LinuxQuestions.org - [SOLVED] HELP: system load on server is very high

- Linux - Server (https://www.linuxquestions.org/questions/linux-server-73/)

- - HELP: system load on server is very high (https://www.linuxquestions.org/questions/linux-server-73/help-system-load-on-server-is-very-high-4175429969/)

HELP: system load on server is very high

My system responds very slow on Apache requests, as far I analyzed top-command it have something to do with high system CPU usage - but how to analyze this further?

Here is the top-output during a standard (small and simple) http request. This runs on another server within 2s, but on the problematic ones it takes minutes:

Code:

top - 01:06:10 up 3 days,  9:54,  3 users,  load average: 2.02, 1.89, 2.28

Tasks:  55 total,  2 running,  53 sleeping,  0 stopped,  0 zombie

Cpu(s): 13.6%us, 83.4%sy,  0.0%ni,  0.2%id,  2.5%wa,  0.0%hi,  0.2%si,  0.0%st

Mem:    61540k total,    58832k used,    2708k free,        0k buffers

Swap:        0k total,        0k used,        0k free,    17632k cached



  PID USER      PR  NI  VIRT  RES  SHR S %CPU %MEM    TIME+  COMMAND

28536 www-data  20  0 46956  11m 5128 R 12.6 19.2  0:18.61 apache2

31953 root      20  0  2820  752  664 S  8.7  1.2  0:00.42 wget

 9370 root      20  0  2536  692  476 R  6.4  1.1  2:32.23 top

 6412 root      20  0  8920  800  304 S  4.3  1.3  0:15.25 sshd

31951 root      20  0  1664  492  436 S  2.9  0.8  0:00.20 sh

The server is a tiny embedded single-core ARM, but this shouldn't matter. On some other servers with identical hardware, the same request runs fine.
The distri ist Debian Squeeze.

I have the gut-feeling that the high system-load is somehow caused by Apache, but can't strengthen this thesis. The apache error.log shows nothing...
How to find the process causing this??

Edit: The best explanation for high %sy in top I found is:
"having higher numbers here may indicate a problem with kernel configs, a driver issue, or any number of other things" here
But this don't help...

Thanks
Achim

Is the load average consistently high?

Can you post the output of some other performance tools? vmstat, iostat, free etc

Quote:

Originally Posted by AchimRS (Post 4794390)

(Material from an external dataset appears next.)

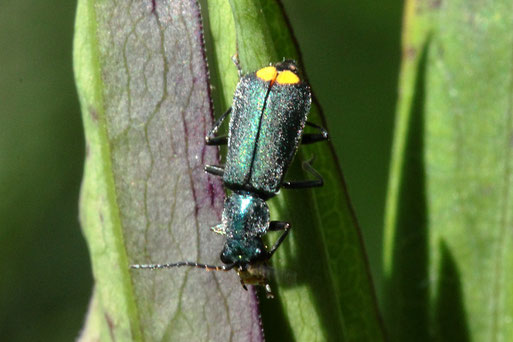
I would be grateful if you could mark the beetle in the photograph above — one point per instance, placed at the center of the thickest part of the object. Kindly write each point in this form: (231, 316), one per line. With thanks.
(268, 115)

I have the gut-feeling that the high system-load is somehow caused by Apache, but can't strengthen this thesis. The apache error.log shows nothing...

Unlikely. I'd be guessing a driver issue.
Very hard to track down - never looked at embedded. Have a look at /proc/interrupts for hints on what may be playing up.
vmstat might indicate abnormal context switches - also a clue that driver/interrupt is the problem.

Hi all,
the load is not consistently high, it alternates between 2%sy and 90%sy and it looks like it somehow depends from the apache process.
If it is restarted, the %sy is very low for a while, after some hours of requests to apache it will come up more and more on each request and therefore the response become much slower - until it is uselsess. A simple apache restart will than bring back the system to be responsive again... so i Guess it have something to do with PHP or Apache.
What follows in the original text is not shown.